Well I think the NHS should not provide any services at all and they should all be provided by the private sector.
They did it for older peoples care and we all know how well the care homes industry is performing.
Perhaps it could be commissioned by the GP's who will ensure we get treatment free at the point of care.
That is of course if they are not too busy sitting about in meetings discussing what to do. Then of course they could employ managers to do that for them and just sit back and reap the rewards as they did in GP Fundholding days. Just look at the surgeries of the previous fundholders as compared to those who were not!
Y'know I'm in my 50s and I work in healthcare, I am worried sick not about what we are doing now (though there is cause) but about what will be available when I need it because if it declines as much in the next 15 years as it has in the last no amount of insurance will be enough.
Actually your apologies are due to Father Martin Niemoller not Dietrich Bonhoffer
http://www.history.ucsb.edu/faculty/marcuse/niem.htm
I can see what's happening to healthcare here. The local GP surgery is part of a pathway project for GP funding. They're moving their ground floor surgery to an upstairs one in a building to be built soon with a supermarket on the ground floor. The local community don't want the supermarket, and thousands of people have signed to say they don't want it, so the GPs have said they'll pull the funding for surgery facilities if the site is used for something other than a Tesco.
So the local people will get new surgery facilities but at the price of the new facilities being upstairs (better hope the lift doesn't break down and that none of the patients have claustrophobia) and at the price of having their village taken over by Tesco.
That's what's happening to the NHS. It's getting into bed with rapacious business.
Yes,I got it wrong. It was Martin Niemoller.
Schoolboy error.
Apologies
Yes,I got it wrong. It was Martin Niemoller.
Schoolboy error.
Apologies
The NHS has been getting into bed with rapacious business for the last 20 yrs because the Govts of the day (of whatever political stripe) have given it no choice...in the same way schools have to raise their own money for XYZ because the state funding has been cut. I doubt everyone on the commissioning boards was fooled by PFI, but some of the UN-fooled probably looked at it and said:
"If we do this, though it is a con, we get a new hospital building.
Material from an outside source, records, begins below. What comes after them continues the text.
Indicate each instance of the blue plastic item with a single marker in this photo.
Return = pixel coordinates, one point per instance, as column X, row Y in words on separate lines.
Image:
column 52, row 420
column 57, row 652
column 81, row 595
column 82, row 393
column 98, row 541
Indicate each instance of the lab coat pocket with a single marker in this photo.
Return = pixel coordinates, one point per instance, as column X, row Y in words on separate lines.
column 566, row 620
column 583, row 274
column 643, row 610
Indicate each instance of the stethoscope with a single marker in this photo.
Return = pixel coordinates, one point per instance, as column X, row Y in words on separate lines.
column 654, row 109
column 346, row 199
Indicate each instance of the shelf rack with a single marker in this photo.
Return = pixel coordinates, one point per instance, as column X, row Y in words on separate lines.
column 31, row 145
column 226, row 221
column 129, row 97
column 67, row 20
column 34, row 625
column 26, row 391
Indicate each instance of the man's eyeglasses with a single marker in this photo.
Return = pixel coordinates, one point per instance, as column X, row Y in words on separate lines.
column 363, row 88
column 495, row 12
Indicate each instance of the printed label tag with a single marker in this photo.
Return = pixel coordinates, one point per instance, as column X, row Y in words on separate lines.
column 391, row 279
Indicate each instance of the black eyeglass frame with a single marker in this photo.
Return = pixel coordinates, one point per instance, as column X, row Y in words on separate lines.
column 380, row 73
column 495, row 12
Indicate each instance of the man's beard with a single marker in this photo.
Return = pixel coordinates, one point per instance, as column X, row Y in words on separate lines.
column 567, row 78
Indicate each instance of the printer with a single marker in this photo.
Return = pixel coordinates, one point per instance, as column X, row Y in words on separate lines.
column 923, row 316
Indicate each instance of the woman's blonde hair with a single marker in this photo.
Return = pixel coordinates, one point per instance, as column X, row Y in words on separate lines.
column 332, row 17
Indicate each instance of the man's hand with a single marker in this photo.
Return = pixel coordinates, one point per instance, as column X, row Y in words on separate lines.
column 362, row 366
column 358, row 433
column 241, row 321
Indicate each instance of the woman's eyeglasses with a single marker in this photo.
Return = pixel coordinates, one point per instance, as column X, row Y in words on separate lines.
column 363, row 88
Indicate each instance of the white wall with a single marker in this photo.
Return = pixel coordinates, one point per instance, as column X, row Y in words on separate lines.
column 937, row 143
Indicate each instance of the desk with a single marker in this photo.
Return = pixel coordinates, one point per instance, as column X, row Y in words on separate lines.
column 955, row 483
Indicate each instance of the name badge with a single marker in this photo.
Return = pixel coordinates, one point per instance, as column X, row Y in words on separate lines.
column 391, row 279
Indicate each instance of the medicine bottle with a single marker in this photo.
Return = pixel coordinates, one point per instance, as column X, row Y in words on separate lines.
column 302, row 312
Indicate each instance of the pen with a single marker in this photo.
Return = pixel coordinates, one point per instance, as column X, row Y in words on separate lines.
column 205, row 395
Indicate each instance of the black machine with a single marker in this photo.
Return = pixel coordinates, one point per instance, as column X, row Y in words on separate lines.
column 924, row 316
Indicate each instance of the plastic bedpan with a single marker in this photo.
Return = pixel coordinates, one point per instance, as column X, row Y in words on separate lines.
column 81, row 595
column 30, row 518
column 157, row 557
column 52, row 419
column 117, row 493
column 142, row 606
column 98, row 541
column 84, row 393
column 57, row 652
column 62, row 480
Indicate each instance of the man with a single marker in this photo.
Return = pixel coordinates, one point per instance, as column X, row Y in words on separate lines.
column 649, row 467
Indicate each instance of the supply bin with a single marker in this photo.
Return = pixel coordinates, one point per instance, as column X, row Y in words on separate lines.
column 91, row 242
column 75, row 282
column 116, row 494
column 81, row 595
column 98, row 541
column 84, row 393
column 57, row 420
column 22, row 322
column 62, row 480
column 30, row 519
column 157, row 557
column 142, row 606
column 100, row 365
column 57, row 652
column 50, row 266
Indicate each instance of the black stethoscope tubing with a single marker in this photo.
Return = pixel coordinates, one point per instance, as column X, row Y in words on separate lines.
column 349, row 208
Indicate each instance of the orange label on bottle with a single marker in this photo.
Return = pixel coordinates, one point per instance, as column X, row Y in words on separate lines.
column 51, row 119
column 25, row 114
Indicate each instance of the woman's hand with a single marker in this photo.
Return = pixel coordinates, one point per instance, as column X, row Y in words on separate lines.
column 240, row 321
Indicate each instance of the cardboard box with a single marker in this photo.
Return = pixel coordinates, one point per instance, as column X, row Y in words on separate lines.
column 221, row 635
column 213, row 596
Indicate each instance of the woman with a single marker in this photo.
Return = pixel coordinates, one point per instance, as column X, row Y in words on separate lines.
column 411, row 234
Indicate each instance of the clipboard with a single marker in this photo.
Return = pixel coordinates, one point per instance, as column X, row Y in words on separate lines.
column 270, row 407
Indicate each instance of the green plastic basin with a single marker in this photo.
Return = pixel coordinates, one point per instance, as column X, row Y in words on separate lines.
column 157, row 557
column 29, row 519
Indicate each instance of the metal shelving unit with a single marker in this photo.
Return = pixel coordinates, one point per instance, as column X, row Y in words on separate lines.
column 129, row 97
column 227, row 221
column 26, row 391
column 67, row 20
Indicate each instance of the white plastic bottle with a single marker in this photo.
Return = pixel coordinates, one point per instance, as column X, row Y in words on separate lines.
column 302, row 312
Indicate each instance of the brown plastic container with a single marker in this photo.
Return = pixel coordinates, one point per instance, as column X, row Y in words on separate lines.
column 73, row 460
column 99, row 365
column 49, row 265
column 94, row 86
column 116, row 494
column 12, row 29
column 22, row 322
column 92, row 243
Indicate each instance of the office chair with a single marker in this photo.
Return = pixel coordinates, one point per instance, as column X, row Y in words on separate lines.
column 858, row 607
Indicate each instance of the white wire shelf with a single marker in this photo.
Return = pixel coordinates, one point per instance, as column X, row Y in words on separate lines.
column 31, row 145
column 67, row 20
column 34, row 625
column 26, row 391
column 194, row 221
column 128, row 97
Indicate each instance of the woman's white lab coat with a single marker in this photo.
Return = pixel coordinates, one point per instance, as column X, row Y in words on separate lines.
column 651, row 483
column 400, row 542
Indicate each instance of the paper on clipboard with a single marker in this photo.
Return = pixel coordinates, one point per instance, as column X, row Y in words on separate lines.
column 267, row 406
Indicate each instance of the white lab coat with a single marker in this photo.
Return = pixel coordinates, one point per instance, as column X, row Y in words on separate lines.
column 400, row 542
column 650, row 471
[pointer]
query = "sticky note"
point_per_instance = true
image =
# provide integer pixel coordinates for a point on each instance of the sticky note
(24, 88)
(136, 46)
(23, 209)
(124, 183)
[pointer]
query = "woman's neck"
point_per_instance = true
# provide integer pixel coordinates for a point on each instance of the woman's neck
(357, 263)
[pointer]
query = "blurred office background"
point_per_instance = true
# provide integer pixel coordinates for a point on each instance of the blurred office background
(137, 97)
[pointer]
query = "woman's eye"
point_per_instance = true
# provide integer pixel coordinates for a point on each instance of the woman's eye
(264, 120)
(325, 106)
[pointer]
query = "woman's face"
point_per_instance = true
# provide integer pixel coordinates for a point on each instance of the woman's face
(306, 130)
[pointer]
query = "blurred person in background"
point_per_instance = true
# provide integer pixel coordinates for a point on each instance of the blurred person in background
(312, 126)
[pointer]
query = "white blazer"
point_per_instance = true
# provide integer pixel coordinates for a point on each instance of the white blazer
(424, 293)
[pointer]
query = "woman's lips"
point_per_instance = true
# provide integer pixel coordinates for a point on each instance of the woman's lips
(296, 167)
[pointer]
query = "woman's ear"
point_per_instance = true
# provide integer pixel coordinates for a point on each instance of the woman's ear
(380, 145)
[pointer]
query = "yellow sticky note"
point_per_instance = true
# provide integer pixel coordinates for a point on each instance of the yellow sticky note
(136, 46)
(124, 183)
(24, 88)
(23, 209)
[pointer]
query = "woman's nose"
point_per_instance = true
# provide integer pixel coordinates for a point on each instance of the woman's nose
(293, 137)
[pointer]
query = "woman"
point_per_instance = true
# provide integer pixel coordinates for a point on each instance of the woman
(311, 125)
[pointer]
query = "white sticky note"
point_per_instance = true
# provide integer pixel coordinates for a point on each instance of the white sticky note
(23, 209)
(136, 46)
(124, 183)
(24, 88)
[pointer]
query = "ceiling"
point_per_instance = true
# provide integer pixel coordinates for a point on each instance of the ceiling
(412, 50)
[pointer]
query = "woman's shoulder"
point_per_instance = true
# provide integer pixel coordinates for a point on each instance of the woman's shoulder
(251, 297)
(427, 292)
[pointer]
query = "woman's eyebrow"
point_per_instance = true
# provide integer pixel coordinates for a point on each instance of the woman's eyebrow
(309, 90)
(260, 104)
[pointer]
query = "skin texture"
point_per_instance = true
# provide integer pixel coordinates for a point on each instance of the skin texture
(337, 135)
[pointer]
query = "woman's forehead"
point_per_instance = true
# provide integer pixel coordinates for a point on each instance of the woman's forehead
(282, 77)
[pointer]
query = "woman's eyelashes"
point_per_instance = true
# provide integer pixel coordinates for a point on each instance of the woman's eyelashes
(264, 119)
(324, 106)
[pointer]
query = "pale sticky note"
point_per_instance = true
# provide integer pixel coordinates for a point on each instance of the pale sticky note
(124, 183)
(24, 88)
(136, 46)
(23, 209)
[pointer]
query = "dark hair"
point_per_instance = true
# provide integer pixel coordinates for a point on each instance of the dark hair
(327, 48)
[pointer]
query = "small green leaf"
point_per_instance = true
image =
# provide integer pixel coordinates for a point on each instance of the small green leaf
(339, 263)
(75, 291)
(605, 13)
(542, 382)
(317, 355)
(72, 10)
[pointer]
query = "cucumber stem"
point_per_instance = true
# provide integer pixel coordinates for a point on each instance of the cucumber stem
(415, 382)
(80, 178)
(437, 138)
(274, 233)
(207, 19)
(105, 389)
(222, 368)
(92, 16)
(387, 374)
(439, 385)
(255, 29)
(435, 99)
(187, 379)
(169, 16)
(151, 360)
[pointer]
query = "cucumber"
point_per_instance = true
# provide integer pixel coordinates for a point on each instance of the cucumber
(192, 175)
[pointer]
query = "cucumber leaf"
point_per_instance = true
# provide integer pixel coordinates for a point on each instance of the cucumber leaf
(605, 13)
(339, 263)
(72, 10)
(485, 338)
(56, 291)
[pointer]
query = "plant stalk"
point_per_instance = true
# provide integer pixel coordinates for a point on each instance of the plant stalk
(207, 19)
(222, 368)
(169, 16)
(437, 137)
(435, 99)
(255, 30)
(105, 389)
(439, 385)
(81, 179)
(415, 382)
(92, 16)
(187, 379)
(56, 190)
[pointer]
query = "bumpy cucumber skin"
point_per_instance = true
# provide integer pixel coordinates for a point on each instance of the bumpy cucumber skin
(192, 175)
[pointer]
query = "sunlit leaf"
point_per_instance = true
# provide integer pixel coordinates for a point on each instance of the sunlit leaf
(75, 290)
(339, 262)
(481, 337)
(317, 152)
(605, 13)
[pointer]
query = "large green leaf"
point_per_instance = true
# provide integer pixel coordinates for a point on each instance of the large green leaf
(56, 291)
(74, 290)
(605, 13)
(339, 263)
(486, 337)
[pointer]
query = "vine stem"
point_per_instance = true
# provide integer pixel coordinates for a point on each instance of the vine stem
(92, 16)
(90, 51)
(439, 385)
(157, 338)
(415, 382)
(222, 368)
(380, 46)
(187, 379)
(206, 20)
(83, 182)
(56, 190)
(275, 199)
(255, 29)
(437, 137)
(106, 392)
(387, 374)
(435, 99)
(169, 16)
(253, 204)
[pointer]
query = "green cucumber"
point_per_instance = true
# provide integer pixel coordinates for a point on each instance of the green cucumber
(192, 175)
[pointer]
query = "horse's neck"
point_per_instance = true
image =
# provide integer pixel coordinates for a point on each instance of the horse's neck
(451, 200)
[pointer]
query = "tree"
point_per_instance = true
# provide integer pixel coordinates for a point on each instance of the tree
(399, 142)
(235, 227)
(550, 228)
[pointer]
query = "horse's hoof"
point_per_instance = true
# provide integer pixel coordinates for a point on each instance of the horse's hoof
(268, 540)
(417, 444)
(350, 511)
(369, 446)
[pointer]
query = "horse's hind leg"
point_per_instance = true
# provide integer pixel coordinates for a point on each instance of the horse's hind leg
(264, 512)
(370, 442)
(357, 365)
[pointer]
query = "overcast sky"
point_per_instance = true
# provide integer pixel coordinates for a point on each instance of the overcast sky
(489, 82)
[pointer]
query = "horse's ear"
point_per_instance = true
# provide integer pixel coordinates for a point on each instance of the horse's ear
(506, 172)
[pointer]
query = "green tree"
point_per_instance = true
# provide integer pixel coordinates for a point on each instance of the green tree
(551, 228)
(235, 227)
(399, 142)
If we DON'T do this, we are stuck with the old falling-down one as no way is the Govt giving us the money for a re-build."
- ditto contracted-out everything else.
As to David's remark about public services like the NHS being run "for the benefit of the staff"... Yore 'Avin' a Larf, Entcha?
I was thinking of telling Mrs Dr A this as she reappeared from work this evening, her 3.5 hr clinic (for which she is paid, after 15+ ys as a doctor, at a rate that equates to a less than banker-ish £ 50 K pa) having run to 5.5 hrs time worked. (Needless to say, she won't be paid for the last 2 hrs). This didn't happen because her clinic was running late, BTW - it was because she was the only doctor in the department, problems kept showing up that needed sorting before the weekend, and a combination of medical ethics and professional custom dictated that she stayed.
The railways have only "improved" if you live in a heavily urbanised area, along with all the other public services. Come live in the principalities of the north, and you will have a very different experience. Privatisation is the death knell for the Nhs and we all know it.
To quote Jarvis Cocker "fuck the morals, does it make any money?"